Imagine a tank of water that has a pipe in and a pipe out.
As water flows in, water also flows out. Ignore the flow rates on this diagram, and just think for a minute — if the water level in the tank is rising, what can we say about the inflow and outflow?
The only way the water level rises is if the water flowing in is greater than the water flowing out. The only way the water level sinks is if it flows out faster than it flows in.
This may seem obvious, and frankly, a bit useless. Why should you care about the dynamics of water tanks? But, in fact, understanding the relationship of these three variables — inflow, stock, and outflow — is one of the quickest ways to hone your statistical literacy.
Here’s one example — Between 1995 and 2000 almost 2 million Mexicans came into the U.S. Between 2005 and 2010, about 1.4 million Mexican came into the U.S.
That’s a drop, but that’s still a lot more people in this country, right? Can the U.S. handle this level of Mexican immigration?
Except those numbers, though correct, give the wrong impression. Those numbers represent only the inflow of immigrants from Mexico. What they don’t take into account is the outflow — the number of people moving or returning to Mexico. When we look at the outflow, our entire perception changes:
In fact, it appears that in the past five years more people moved back to Mexico than came to the U.S. But, until recently, the only numbers you would hear on the news are the inflow numbers — and inflow, by itself, tells us very little.

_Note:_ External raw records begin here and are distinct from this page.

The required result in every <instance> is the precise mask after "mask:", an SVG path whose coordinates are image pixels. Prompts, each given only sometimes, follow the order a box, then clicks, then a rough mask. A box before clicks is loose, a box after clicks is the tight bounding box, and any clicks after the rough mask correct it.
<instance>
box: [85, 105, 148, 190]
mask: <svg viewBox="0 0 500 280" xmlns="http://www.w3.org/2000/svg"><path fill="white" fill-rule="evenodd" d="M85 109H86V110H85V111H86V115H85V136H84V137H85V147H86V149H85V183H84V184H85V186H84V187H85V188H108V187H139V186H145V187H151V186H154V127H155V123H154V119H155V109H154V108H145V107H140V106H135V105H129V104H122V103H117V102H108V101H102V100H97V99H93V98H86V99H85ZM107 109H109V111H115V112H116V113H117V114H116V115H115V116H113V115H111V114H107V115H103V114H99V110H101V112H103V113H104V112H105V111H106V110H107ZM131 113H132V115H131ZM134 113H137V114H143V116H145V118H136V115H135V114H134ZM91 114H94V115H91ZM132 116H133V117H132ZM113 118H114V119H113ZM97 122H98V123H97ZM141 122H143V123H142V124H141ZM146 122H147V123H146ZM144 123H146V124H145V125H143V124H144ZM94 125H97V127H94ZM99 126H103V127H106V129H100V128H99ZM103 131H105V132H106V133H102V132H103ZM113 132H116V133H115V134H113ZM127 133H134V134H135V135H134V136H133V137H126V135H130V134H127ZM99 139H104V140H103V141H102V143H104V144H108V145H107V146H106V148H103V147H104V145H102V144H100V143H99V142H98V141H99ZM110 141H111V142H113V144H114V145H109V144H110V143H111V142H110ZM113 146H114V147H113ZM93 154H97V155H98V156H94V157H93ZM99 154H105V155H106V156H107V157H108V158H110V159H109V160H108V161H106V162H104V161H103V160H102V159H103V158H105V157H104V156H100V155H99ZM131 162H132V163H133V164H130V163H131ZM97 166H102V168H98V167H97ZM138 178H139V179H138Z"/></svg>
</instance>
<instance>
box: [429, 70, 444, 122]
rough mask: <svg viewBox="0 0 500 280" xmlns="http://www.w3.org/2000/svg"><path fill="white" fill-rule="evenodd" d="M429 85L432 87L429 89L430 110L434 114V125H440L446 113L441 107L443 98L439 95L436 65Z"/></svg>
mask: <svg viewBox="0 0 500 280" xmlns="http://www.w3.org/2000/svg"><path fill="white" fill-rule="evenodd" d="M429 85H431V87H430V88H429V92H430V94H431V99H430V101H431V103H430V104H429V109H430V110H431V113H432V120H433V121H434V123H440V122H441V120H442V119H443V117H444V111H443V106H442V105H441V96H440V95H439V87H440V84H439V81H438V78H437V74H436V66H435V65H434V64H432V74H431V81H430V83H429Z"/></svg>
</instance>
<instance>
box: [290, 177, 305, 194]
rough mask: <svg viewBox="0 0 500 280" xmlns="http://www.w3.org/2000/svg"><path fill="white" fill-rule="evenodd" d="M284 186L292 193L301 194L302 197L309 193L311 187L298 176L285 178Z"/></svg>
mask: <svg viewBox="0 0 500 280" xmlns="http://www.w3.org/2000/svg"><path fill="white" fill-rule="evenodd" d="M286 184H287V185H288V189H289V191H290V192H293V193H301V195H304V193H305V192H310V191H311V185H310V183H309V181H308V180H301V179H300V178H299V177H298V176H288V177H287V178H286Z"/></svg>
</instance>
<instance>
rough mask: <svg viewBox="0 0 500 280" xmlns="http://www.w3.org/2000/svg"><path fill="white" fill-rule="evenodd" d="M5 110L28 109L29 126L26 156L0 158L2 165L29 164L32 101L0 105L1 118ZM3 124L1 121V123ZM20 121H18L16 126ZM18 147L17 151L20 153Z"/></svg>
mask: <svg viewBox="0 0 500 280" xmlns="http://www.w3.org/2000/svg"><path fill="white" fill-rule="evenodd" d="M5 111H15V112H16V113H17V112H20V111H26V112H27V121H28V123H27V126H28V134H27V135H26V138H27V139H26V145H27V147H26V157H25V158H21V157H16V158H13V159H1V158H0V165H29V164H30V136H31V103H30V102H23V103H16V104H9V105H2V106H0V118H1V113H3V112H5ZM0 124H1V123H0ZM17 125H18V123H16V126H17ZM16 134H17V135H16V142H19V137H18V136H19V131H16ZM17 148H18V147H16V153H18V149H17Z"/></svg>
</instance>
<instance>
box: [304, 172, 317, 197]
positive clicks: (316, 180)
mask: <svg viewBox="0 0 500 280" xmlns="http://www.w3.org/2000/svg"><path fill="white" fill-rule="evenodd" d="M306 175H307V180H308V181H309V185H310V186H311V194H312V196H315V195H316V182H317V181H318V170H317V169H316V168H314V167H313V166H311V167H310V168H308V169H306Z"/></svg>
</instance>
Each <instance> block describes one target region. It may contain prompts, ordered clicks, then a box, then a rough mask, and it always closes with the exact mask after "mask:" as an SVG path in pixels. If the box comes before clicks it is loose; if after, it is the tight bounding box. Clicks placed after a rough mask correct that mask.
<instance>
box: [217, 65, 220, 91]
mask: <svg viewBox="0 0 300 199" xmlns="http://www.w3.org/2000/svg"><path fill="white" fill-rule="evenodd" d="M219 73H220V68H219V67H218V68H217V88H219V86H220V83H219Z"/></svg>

Arrest/Conviction Rates or Length of Sentence?
As we’ve noted in other places, the U.S. has the largest per capita prison population in the world. If you were to ask the average person why that is, they would probably look at you like you were nuts. The answer is obvious — the prisons are full because we send a lot of people to jail.
But again, this is only the inflow side of the equation. There’s the outflow to consider as well. In the case of prisons, various laws enacted in the 1980s and 1990s dramatically increased the length of prison sentences. This has a profound effect on outflow — if you imagine that water tank up top there, what happens if we keep the same amount of water flowing in, but slow the water flowing out to a trickle? The water rises, just like our prison population has risen.
This isn’t to say that much (maybe even most) of the rise isn’t due to a higher inflow, but because outflow has such an impact, any effort that focuses on reducing population only through reducing the amount of people we put in jail is incomplete. Even if we didn’t arrest a single person for the next five years, at the end of five years we’d likely *still* lead the world in prison population, because the sentences we have in place are much longer than in most countries.
In fact, there is a school of thought, influenced by research in behavioral psychology, which posits that effective policy would put a lot of people in prison, but that it would keep them there for very short periods of time, since most criminals don’t really consider how long they might be imprisoned — only if there’s a chance of them being sent to prison at all. A detailed inflow/outflow analysis might show that such an approach would dramatically shrink our prison populations with no impact on public safety.
Other Examples
(Stock::Flow)
i. World population :: Birth Rate
ii. Unemployment Rate :: Jobs Created per Month
iii. Disease prevalence :: disease incidence
iv. Wealth :: Income
Inflows matter….
We can see the national deficit/surplus as a stock with inflows (taxes and revenue) and outflows (spending). Obama has dramatically increased the deficit. But it doesn’t mean he has dramatically increased spending – in a recession, taxes (the inflow) collapse due to reductions in employment, income, and return on investment. Inflow reduction accounts for much of the increase in the deficit.
But Outflows matter too…
A killer disease will have less prevalence than a chronic one – when people die quickly, that’s an outflow. As the disease becomes treatable, prevalence will rise, not fall. This is the case with diabetes now – the survival rates for diabetes have dramatically improved, so now more people have it (there are other major reasons for the diabetes increase too, but survival rates play a role).